Here are some of the top reasons to try out few shot prompting:

  1. Resource Efficiency: Few shot prompting only requires a few example pieces of data
  2. Time Savings: It accelerates the model's ability to adapt to new tasks, which means quicker deployment times and faster time-to-market for AI-powered features and products.
  3. Cost Reduction: Compared to the time spent gathering and labeling data to fine-tune a model, few-shot prompting is considerably cheaper, especially for smaller teams.
  4. Small Lift, Big Gains: Setting up and testing few shot prompting is relatively easy and can help you get much better outputs.

An example from the research

It wouldn’t be a PromptHub article if we didn’t dive deep into some research. We’ll be checking out this paper from April 2024, from researchers at the University of London: The Fact Selection Problem in LLM-Based Program Repair.

Overview

The paper is centered around the use of various “facts” (examples) in prompts used to solve bugs in open-source projects on Github.

Methodology

  1. Fact Collection: The researchers gathered a set of bug-related examples. These included details about buggy code, error messages and other types of documentation that could be helpful when solving future bugs.
  2. Prompt Construction: The examples were incorporated into the prompts using few-shot prompting.
  3. Evaluating Impact: The researchers then evaluated how different combinations of these examples affected the model’s ability to correctly solve the bugs

Findings

  • Utility of Examples: Each example contributed uniquely, highlighting the importance of having a diverse set of examples
  • More examples doesn’t mean better outputs: Interestingly, adding more examples didn’t always lead to better outcomes and sometimes degraded performance if the prompt becomes too cluttered or complex. (See graph below )
  • Fact Selection Model: The researchers built a statistical model named MANIPLE that algorithmically selected the most effective subset of facts for each bug, optimizing the prompt's effectiveness.

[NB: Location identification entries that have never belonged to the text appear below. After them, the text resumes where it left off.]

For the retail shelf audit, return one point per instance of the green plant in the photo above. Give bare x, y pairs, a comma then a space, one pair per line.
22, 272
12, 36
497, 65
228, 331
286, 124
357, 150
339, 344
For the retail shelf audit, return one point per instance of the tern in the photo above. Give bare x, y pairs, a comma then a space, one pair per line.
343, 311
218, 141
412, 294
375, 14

line graph showing the performance scores versus number of facts used
Another example of the diminishing returns of adding examples into your prompt

Overview of MANIPLE

The primary goal of MANIPLE is to maximize the gains from few shot prompting by identifying the optimal subset of examples that are most relevant and effective for each bug.

How MANIPLE works

  1. Statistical Modeling: MANIPLE examines patterns patterns from past bug fixes to decide which examples to include to get successful outcomes.
  2. Probabilistic Inference: The model isolates each example to determine how much it contributed positively to the successful bug fix.
  3. Fact Selection Optimization: Based on the probabilities, MANIPLE selects the subset of facts that maximizes the likelihood of successful bug repair.

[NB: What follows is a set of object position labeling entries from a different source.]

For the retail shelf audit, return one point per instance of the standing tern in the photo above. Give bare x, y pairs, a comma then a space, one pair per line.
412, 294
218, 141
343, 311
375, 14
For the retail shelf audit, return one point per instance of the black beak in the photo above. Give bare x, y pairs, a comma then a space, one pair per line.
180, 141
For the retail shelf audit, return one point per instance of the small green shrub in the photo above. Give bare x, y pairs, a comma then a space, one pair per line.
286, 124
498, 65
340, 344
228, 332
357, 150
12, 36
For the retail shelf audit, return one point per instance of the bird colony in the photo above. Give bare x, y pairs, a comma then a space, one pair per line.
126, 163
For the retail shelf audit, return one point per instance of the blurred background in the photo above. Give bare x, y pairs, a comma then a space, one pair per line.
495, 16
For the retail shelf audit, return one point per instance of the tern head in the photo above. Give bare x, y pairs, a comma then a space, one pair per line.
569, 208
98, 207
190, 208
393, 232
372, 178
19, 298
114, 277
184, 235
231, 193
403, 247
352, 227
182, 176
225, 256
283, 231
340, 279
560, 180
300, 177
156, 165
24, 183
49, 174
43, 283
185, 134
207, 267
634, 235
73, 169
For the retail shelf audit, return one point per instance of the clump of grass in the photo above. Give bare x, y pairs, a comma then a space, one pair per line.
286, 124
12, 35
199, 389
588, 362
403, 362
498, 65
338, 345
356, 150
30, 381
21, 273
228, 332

The MANIPLE framework led to a 17% increase in bug fixes. While this setup is a little advanced, it is a great example of how you can extend few shot prompting to achieve more significant results.

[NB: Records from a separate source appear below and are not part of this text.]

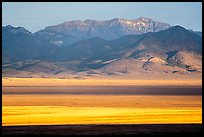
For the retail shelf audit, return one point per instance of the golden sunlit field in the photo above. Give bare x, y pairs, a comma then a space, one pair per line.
49, 109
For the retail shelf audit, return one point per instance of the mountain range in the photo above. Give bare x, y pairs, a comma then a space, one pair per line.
114, 48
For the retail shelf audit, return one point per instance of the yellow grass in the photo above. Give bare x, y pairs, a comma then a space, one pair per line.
94, 82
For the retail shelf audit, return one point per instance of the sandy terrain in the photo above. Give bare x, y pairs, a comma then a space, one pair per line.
95, 82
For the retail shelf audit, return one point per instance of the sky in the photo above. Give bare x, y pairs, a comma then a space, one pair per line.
38, 15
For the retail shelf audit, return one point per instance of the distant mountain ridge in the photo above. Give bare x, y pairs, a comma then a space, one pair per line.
155, 52
72, 31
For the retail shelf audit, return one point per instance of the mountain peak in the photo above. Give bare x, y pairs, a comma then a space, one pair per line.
144, 19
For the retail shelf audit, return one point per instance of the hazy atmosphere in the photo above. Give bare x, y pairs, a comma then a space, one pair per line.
102, 68
35, 16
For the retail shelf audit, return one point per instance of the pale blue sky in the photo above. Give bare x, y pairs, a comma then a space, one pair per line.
35, 16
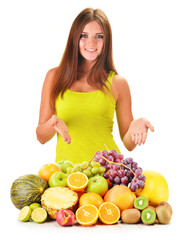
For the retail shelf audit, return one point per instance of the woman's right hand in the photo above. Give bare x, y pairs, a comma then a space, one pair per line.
61, 128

Limitations and challenges of few shot prompting

As great as few shot prompting is, it isn’t perfect. The biggest limitation is its dependency on the quality and variety of the examples provided. Garbage in, garbage out, as they say.

Some times the examples can even degrade the performance, or send the model in the wrong direction.

There is also the risk of overfitting - where the model fails to generalize the examples and creates outputs that mimic the examples too closely. Additionally there are some biases to be aware of:

  1. Majority Label Bias: The model tends to favor answers that are more frequent in the prompt. For example, going back to our movie sentiment task, if our prompt includes more positive than negative examples, the model may be biased towards predicting a positive sentiment. The magnitude of this bias varies based on the model.
  2. Recency Bias: LLMs are known to favor the last chunk of information they receive. Revisiting our movie sentiment prompt, if the last few examples in a prompt are negative, the model may be more likely to predict a negative sentiment.

Wrapping up

There you have it, a comprehensive guide on what we believe to be the most effective prompt engineering method out there. Few shot prompting has the best bang for buck in relation to its accessibility and how it can drastically enhance output quality. We hope this helps you get better outputs!